I'm starting the stuffing today and baking all the desserts:  gooey pumpkin on yellow cake, pumpkin pie and custard pie.  I'll get to the sweet potatoes and green bean casserole tomorrow.


----------



## GB (Nov 21, 2007)

kitchenelf said:


> That sounds awesome GB - can you direct me to a recipe or sometime before next Thanksgiving shoot me the recipe?


Here ya go.


----------



## Caine (Nov 21, 2007)

Barb L. said:


> *What are you preparing today for tomorrow?*


 
Today I am preparing to stop at Safeway on the way home from and pick up their prepared Ham dinner that I will only have to heat up for tomorrow.


----------



## suziquzie (Nov 21, 2007)

layla17 said:


> I'm preparing myself to deal with my in-laws tomorrow... does that count for anything?
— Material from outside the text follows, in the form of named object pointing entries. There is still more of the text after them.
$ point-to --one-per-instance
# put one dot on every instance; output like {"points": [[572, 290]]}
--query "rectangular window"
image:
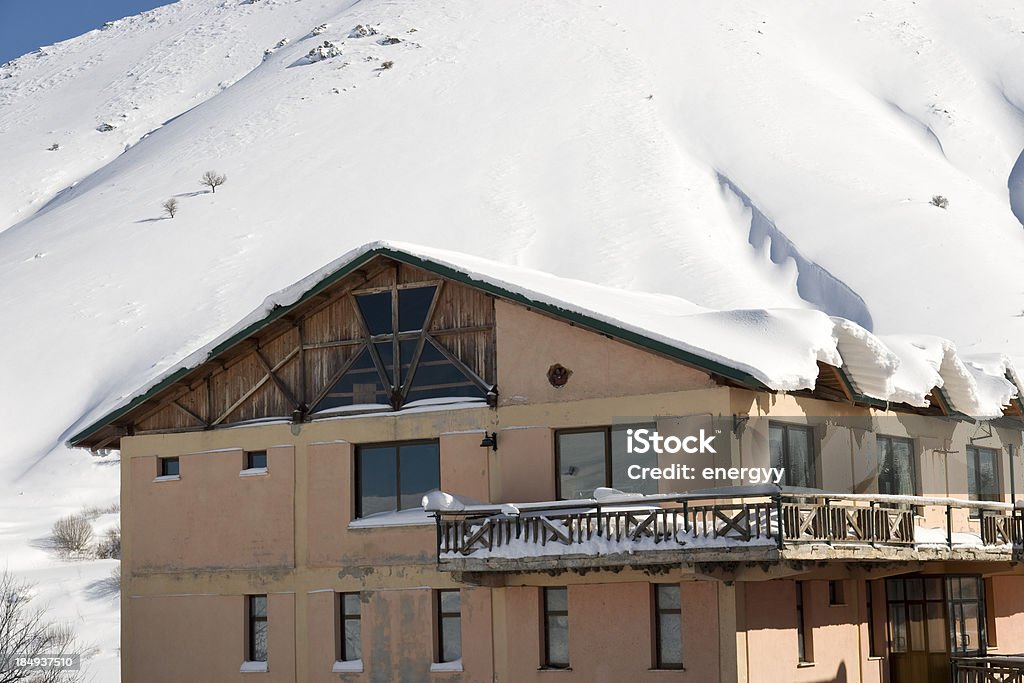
{"points": [[805, 648], [793, 449], [587, 459], [982, 475], [255, 460], [556, 628], [169, 467], [837, 593], [668, 627], [449, 626], [896, 470], [395, 476], [256, 636], [349, 627]]}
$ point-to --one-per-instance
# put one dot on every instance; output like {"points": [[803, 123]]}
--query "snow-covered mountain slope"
{"points": [[738, 155]]}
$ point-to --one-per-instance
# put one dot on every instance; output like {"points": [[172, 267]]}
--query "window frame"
{"points": [[439, 620], [812, 441], [659, 610], [913, 460], [248, 462], [343, 616], [357, 470], [251, 621], [546, 614], [162, 466], [608, 455]]}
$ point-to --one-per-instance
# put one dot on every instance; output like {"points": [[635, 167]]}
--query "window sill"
{"points": [[350, 666], [253, 472]]}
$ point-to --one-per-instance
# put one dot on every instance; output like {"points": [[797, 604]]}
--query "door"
{"points": [[918, 630]]}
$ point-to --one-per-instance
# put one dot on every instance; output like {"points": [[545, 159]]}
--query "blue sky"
{"points": [[26, 25]]}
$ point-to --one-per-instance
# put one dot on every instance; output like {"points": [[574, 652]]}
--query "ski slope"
{"points": [[736, 155]]}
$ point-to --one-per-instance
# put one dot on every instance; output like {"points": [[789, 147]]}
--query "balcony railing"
{"points": [[769, 522], [1006, 669]]}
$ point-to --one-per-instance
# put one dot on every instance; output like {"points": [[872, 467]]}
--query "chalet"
{"points": [[413, 466]]}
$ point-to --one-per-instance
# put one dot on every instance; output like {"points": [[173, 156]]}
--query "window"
{"points": [[255, 460], [668, 627], [837, 593], [805, 646], [350, 628], [895, 466], [169, 467], [449, 626], [556, 628], [792, 449], [982, 478], [395, 476], [590, 458], [256, 637], [395, 359]]}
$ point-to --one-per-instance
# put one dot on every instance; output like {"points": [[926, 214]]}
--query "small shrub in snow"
{"points": [[109, 547], [325, 51], [361, 31], [29, 634], [72, 534], [170, 207], [212, 179]]}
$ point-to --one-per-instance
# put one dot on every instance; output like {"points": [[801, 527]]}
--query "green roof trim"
{"points": [[455, 274]]}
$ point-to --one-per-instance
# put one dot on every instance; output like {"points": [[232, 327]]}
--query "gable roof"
{"points": [[773, 349]]}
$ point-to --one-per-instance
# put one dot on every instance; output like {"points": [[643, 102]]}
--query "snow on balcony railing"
{"points": [[744, 516]]}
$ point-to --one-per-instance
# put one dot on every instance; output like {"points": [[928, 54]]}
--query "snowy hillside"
{"points": [[738, 155]]}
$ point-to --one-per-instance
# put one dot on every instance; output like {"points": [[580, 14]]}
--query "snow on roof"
{"points": [[778, 347]]}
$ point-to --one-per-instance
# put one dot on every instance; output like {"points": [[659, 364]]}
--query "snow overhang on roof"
{"points": [[774, 349]]}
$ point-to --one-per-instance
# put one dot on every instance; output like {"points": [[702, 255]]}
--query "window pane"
{"points": [[376, 309], [775, 436], [800, 470], [378, 480], [259, 641], [581, 464], [558, 640], [668, 597], [420, 472], [351, 603], [670, 639], [622, 460], [451, 601], [556, 599], [353, 639], [897, 621], [936, 628], [902, 464], [413, 307], [452, 638]]}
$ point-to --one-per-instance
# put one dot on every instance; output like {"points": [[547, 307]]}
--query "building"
{"points": [[273, 491]]}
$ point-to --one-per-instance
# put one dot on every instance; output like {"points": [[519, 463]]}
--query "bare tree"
{"points": [[170, 207], [71, 535], [27, 634], [212, 179]]}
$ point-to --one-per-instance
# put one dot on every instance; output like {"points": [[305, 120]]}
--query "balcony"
{"points": [[748, 523]]}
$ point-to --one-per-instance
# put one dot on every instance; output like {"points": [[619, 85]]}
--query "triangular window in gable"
{"points": [[398, 360]]}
I'm making a spinach dip inside a loaf of pumpernickel bread.


 
Sooooo you're stopping at the liqour store too?


----------



## Claire (Nov 21, 2007)

Oh, yes.  Mostly cleaning, which when you live in 150 year old house is a chore.  My wonderful husband swore he'd hire cleaners this year.  Haha.  we couldn't find anyone who really wanted the job.  So we've been scrubbing.  I want to have an early dinner, so will be up early tomorrow.  My turkey is 21.43 lbs.  It actually looks smaller than in previous years, but it is heavy as all get-out.  Some of my friends are feeling sorry for me because I'm cooking.  Personally, I think we have the perfect arrangement -- our friends split up dinners, and I won't have to cook a big holiday dinner until this time next year.  Works for me.  Especially since all said friends are within walking distance (when I lived "near" family, it meant a 1 to 3 hour drive each way; my husband and I hate driving).  Made it much more of a chore than actually cooking as far as I'm concerned.  Now, for XMas, New Years, Easter, I'll stroll a few blocks with a dish (we always share) and someone else will do the work.  So, yes, I'm working today, and we did yesterday, and will tomorrow.  But after we're through with the Tree Trimming Party, he and I will be finished with holidays.  Great!


----------



## VeraBlue (Nov 21, 2007)

I've had a house full of family since yesterday afternoon...so far I've prepared dinner for everyone, breakfast for everyone, and then bbq'd for everyone.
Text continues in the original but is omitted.